実際にお店ではどんなことを考え、運営にあたっているのでしょうか。まずは日頃どのような業務を行っているのか伺ってみます。
「基本的に店長とアルバイトスタッフで運営しています。定休日は、毎週火曜日と水曜日。主な仕事は、商品販売と、毎月実施する企画展の準備になります。商品の仕入れやプロモーション計画、店内のレイアウトのほか、新商品の販促や季節に応じた企画展の企画・運営も行います」
「運営業務としては、接客販売をしながら、インスタグラム等のSNS更新、時間ができたタイミングで毎月の企画展の企画を練っています。当社とつながりのある会社のテーマや、ストーリーをプロデュースして企画展をデザインするので、企画から運営まで全て自分たちで実施しています」
今回は、墨田区にある店舗の店長候補募集ですが、研修期間は大阪の店舗に行くこともあるかもしれません。店舗の運営業務は、基本的に店長一人で行うことになるため、現場感やセメント流の伝える接客を少しでも理解できるようにするためです。
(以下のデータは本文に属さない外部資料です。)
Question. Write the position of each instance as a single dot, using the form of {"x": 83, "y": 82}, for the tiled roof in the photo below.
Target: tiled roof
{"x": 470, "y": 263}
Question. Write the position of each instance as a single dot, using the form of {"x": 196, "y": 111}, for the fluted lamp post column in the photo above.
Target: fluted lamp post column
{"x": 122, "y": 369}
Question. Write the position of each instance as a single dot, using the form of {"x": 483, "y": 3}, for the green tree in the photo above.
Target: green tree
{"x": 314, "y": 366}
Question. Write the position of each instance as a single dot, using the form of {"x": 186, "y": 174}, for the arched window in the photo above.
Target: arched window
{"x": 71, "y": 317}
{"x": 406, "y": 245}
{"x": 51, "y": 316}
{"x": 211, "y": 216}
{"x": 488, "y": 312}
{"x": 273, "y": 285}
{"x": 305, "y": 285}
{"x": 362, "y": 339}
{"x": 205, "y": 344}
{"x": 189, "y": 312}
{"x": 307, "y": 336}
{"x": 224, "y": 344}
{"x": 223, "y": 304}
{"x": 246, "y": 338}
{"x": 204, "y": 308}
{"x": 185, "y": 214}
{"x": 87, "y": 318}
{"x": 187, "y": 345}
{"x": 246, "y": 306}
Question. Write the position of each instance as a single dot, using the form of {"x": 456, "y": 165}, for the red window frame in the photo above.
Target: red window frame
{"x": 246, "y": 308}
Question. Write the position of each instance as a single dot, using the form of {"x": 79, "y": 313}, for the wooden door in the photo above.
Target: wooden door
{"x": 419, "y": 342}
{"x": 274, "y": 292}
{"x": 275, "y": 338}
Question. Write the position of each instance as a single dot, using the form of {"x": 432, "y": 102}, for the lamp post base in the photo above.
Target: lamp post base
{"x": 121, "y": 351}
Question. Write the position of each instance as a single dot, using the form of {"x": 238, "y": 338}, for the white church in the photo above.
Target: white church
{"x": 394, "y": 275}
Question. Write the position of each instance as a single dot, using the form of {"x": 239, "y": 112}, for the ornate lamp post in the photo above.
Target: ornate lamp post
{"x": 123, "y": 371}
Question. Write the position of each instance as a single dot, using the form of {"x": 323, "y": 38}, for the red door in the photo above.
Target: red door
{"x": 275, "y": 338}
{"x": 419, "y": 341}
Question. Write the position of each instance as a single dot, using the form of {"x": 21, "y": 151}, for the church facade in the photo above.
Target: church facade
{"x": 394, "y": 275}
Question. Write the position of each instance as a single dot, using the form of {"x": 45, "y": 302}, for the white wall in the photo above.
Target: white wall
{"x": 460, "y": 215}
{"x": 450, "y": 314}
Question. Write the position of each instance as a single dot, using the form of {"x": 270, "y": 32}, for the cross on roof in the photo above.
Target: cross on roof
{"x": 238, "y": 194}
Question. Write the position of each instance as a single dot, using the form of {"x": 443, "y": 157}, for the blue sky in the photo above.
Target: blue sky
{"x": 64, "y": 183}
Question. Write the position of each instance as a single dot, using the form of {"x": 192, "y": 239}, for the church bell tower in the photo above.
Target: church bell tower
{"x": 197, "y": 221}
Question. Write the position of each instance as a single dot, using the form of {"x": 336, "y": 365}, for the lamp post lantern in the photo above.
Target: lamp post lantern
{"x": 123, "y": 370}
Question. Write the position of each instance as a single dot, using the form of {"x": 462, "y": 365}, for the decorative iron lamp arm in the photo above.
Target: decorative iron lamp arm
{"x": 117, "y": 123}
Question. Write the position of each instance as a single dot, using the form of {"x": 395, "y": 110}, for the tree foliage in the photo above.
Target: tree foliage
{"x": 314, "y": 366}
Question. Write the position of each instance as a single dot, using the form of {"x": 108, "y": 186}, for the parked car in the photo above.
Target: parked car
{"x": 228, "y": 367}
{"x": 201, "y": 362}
また店舗で販売する商品は、雑貨店やメーカーとは異なり、クライアントと共に開発が行われています。そのため、より良いものづくりを追求するために、スケジュール通りにいかないこともあります。
店舗への入荷も予定を前後することがあるので、新しいできごとや刻々と変化する状況の中で、臨機応変に対応できる人が求められます。
お客さまに伝える商品の情報は、既存の商品であれば最初の研修で、産地やつくり手のこと、どんな技術が活かされているのか、どんなことに役立つものかをしっかりインプットしていきます。
既存商品に対して、新商品の販売が始まるときには、デザイナーやディレクターから直接話を聞いて、商品の魅力を確認していきます。ときには、自分で商品を使って試してみるということも、必要になるでしょう。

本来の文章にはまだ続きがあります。